Most of us would have lived with the fact that  multi-millionaire Beyonce did not get the award. Kanye –and I am not for a minute suggesting that he wanted to kiss the showbiz power couple J-Zay and Beoynce’s  fine behinds  – had to act like a child.

He tried but failed this time to storm the stage and disrupt the awards ceremony.

So please for the rest of Lent, I do not want to see or hear sight nor sound of Mr West. If I do I will be forced to eat my Irish Water application forms instead of fish on Fridays.

 Speaking of which can we have an Irish Water Amnesty for Lent? Whether it’s some protesters wrecking  a cause with some merit with bully boy tactics, or some slick PR spin doctor telling me about how Irish Water is in fact great for us all, please for these few weeks can we have no more waterworks fighting talk.

Lent is often associated with giving up things that we not only crave, but that may actually be bad for us. To that end I am going to try and give up social media. I know this is tantamount to death for you and me.

Like Matt Damon in the Bourne Identity, being in the world of Facebook, Twitter and the rest is  a constant struggle to remember who we actually are.

We get these social media identities and hope others will approve of them.

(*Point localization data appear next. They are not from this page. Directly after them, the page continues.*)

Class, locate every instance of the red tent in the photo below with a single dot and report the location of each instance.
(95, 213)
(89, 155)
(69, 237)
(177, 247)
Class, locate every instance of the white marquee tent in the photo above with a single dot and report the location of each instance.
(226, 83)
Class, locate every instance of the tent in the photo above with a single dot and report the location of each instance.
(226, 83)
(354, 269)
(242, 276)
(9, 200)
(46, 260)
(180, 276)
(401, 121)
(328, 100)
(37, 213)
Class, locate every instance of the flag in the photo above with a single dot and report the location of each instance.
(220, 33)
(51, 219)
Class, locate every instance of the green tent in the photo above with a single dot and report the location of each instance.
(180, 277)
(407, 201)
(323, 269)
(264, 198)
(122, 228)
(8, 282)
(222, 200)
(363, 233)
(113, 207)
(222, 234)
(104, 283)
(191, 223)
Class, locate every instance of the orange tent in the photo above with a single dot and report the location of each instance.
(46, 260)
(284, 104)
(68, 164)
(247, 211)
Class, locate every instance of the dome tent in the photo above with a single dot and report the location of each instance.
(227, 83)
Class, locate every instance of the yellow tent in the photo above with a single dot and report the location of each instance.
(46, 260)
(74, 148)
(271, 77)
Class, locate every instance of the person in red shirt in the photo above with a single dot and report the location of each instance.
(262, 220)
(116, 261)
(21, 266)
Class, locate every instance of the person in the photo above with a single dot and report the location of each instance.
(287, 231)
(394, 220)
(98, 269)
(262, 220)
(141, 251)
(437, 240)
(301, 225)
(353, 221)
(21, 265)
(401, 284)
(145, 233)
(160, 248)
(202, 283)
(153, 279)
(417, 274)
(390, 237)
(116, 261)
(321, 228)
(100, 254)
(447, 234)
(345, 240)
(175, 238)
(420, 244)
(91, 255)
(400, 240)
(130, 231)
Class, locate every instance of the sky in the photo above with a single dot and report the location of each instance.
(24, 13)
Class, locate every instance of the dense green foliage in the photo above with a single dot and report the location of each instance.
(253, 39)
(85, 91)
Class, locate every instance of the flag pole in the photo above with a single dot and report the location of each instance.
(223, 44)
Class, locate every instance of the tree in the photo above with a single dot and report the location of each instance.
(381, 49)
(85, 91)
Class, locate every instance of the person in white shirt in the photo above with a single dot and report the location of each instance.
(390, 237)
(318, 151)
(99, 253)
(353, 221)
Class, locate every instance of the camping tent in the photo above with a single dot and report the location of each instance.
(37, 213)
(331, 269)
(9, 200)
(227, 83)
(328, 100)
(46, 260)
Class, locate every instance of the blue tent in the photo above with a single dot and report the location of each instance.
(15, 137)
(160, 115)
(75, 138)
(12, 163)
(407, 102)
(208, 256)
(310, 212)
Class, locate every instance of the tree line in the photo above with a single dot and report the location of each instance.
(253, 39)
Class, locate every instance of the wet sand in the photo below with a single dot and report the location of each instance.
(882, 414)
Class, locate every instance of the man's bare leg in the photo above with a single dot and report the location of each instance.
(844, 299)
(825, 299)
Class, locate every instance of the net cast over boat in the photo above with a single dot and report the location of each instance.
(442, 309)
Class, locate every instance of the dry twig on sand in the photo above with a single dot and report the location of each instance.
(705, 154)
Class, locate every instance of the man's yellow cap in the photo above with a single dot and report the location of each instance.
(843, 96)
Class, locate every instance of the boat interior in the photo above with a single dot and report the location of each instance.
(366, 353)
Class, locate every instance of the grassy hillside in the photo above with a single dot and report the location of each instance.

We gorge on the latest Twitter feed, all the better if someone approves of our observations on life, cats, yoga and Stephen Fry’s views on whether Moses really worked for Irish Water.

We scour Facebook for fear we might miss out on some earth-shattering bit of news.

But honestly, do any of us really need to know that Dympna from Mullingar had fish fingers for tea and that her dog went to the vet?

This Lent I honestly believe I can also do without seeing yet another cute animal playing the bugle on YouTube.

Finally, I’m begging the powers that be to please, please close the Banking Inquiry just for Lent. We all know what happened, we are paying for it each and every day. But why do we have to pay for an inquiry that has no power, states the bleeding obvious and is a political game? Forgive us all our sins this Lent if we have to listen to any more hot air from it.